GoodCheapEats is all about food for families: how to get dinner on the table in a timely manner, make it fun for kids, and remain economical. I started it because, at the time, our family was in debt. By cutting back and being smarter about spending and saving, we paid off $18,000 in about a year and a half.

How does freezer-cooking fit in?

When I was pregnant, my friend and I decided to try freezer cooking for the first time. We spent the whole weekend cooking up a bunch of meals, packaging them, and then freezing them. That week, it was incredibly nice to come home and reheat a dish the oven, on the stove, or in the microwave. To have that luxury for a month was totally worth the two days I invested!

That was 17 years ago. Since then, I’ve conducted personal research and it’s been all trial and error. My family is used to my experiments, many of which have led to culinary adventures and memory-making!

You have six children ranging in ages from 5 to 16. How do you manage such a large dinner table while staying on budget?

We typically serve buffet style up at the counter. I will plate for little ones and everyone else serves themselves—it’s so much easier this way.

By planning and cooking everything in advance, the cost-savings are huge. This way, I can buy in bulk and then make a month’s worth of dinners for about $300. That means each meal for eight people costs about $10—that’s a great ratio. Plus, I’ve saved on energy bills from using the stove and other appliances less often.

What other benefits might families see from using the freezer-cooking method?

Saving time, keeping a healthy diet, and having peace of mind. Once I fill my freezer, I don’t have to think about, “What’s for dinner?” until next month. Freezing is my sanity saver. Plus, it saves us from going for fast food when we’re in a pinch—that’s why I always keep burritos or soup in the freezer!

So what exactly can we put in the freezer?

There is so much that can freeze, that it’s more about what can’t: soft cheeses, anything with mayo, deli cheese or meats, and obvious items like salads. The “What Can’t You Freeze?” section of the book goes into more detail.

How does your freezer-cooking method work?

Choose recipes that have common ingredients. When chopping onions for one dish, you’re doing so for multiple dishes—just like a larger commercial kitchen that has a prep cook. Once everything is prepped, you simply put the items together in different ways. This is what cuts down on time and hassle.

To save time, get as many things as you can. I call it getting my “maids” working: my two slow cookers, bread machine, and stock pots on all stove burners. Use the technology at your disposal to help get your timing right.

When you’re ready to freeze, plastic zip-top bags are good options, but I love heavy-duty plastic containers with lids. Just be sure all food cools completely before stowing it away. Chilling dishes in the refrigerator first works well.

Label dates and names clearly, not only for food-safety reasons but also to avoid mistaken identities. One night, my husband thought beef gravy was chocolate ice cream. Yuck! And don’t forget to rotate your stock—all items should be used within two to three months.

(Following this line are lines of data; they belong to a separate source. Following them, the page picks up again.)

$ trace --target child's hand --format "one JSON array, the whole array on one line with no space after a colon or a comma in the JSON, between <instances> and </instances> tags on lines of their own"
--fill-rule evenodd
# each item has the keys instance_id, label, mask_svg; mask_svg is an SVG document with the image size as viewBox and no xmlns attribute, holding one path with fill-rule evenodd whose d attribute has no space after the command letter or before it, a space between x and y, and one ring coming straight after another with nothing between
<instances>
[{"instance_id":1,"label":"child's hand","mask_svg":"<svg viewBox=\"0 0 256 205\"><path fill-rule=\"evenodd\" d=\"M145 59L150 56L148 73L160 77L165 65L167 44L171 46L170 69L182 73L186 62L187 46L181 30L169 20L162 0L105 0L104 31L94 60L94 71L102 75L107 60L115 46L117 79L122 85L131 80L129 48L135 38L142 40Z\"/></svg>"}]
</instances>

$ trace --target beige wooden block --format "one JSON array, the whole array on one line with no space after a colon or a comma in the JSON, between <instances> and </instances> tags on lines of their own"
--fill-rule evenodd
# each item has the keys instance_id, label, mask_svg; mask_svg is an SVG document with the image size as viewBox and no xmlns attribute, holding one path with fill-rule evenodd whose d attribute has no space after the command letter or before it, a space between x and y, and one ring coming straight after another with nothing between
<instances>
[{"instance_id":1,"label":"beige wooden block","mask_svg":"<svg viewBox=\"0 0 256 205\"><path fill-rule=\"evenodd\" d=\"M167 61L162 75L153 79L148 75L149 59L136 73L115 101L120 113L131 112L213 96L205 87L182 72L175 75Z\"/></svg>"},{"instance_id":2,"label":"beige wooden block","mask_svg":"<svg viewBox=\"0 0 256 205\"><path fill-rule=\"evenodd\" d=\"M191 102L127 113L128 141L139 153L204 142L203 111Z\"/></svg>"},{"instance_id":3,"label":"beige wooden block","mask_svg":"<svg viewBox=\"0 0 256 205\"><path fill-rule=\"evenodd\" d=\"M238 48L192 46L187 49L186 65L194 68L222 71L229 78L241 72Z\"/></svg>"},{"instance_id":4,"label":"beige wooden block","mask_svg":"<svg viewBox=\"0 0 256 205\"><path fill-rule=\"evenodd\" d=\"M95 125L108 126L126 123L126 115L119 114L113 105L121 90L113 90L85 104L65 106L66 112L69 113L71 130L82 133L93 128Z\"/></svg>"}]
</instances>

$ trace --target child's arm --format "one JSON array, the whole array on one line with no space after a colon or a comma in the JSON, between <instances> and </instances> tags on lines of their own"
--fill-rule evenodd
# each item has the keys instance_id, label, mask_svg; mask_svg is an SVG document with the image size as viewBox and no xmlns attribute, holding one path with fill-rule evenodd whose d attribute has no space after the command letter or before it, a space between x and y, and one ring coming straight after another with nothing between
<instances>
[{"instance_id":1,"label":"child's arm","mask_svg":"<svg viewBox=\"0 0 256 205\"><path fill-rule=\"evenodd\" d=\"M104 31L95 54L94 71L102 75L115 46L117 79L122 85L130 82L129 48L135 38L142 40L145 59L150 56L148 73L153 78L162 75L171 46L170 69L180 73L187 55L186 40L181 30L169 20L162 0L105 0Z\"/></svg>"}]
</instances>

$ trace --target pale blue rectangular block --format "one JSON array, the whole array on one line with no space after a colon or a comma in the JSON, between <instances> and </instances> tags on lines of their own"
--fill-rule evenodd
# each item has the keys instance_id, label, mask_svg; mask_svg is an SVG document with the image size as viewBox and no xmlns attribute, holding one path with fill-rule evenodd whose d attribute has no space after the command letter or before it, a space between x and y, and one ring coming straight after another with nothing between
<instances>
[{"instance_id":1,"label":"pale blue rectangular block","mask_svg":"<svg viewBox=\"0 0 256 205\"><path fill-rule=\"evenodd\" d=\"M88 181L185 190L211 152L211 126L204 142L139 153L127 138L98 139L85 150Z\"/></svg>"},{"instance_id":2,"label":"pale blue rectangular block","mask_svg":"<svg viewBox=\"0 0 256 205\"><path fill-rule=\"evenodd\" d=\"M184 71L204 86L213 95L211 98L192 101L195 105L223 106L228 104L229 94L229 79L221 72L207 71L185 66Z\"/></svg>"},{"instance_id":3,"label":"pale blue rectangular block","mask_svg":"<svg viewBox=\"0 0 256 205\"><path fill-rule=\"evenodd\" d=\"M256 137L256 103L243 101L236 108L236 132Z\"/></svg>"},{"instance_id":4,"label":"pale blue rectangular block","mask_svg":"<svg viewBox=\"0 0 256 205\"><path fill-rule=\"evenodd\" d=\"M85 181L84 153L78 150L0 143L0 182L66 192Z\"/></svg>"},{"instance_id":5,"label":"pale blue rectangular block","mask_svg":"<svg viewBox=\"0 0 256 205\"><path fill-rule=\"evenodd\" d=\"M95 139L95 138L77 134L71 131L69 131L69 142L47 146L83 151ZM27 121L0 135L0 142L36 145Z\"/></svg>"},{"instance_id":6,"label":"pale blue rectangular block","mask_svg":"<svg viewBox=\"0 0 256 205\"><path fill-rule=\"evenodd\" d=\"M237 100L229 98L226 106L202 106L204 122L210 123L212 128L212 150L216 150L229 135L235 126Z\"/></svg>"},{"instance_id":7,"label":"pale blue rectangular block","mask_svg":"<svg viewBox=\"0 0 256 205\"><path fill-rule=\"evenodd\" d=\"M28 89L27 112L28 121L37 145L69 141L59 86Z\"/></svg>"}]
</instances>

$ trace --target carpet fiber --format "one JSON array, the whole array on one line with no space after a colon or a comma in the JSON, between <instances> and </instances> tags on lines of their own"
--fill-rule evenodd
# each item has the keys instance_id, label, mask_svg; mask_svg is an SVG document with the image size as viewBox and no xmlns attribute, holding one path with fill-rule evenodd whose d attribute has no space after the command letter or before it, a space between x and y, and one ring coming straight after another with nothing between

So can moms combine pre-made, frozen items with fresh items?

Of course! I highly recommend stir-fries: freeze your choice of protein prepared in a sauce. Then, when you’re reheating, add fresh peppers, onion, and snap peas.

How can moms who’ve never cooked in bulk get started with make-ahead freezer cooking? What are good learning curve tips? What about easy first recipes?

It depends on how comfortable you are with cooking to begin with. If you’re a home cook with a little experience, it can be a smooth transition. If you haven’t cooked from scratch very much, it can be overwhelming.

I always suggest that if you have a favorite meal, start with that. This way, you know your family likes it and you simply make a double or triple batch. If you’re only freezing two meals during your week of cooking, you can experiment with how you package it and how your freezer responds. Then, move on to making short meal plans.

To get started, choose a couple of recipes and just go for it—it takes practice so try, try again. You can’t really lose with the plans in the book, especially because I’ve already made grocery lists for you!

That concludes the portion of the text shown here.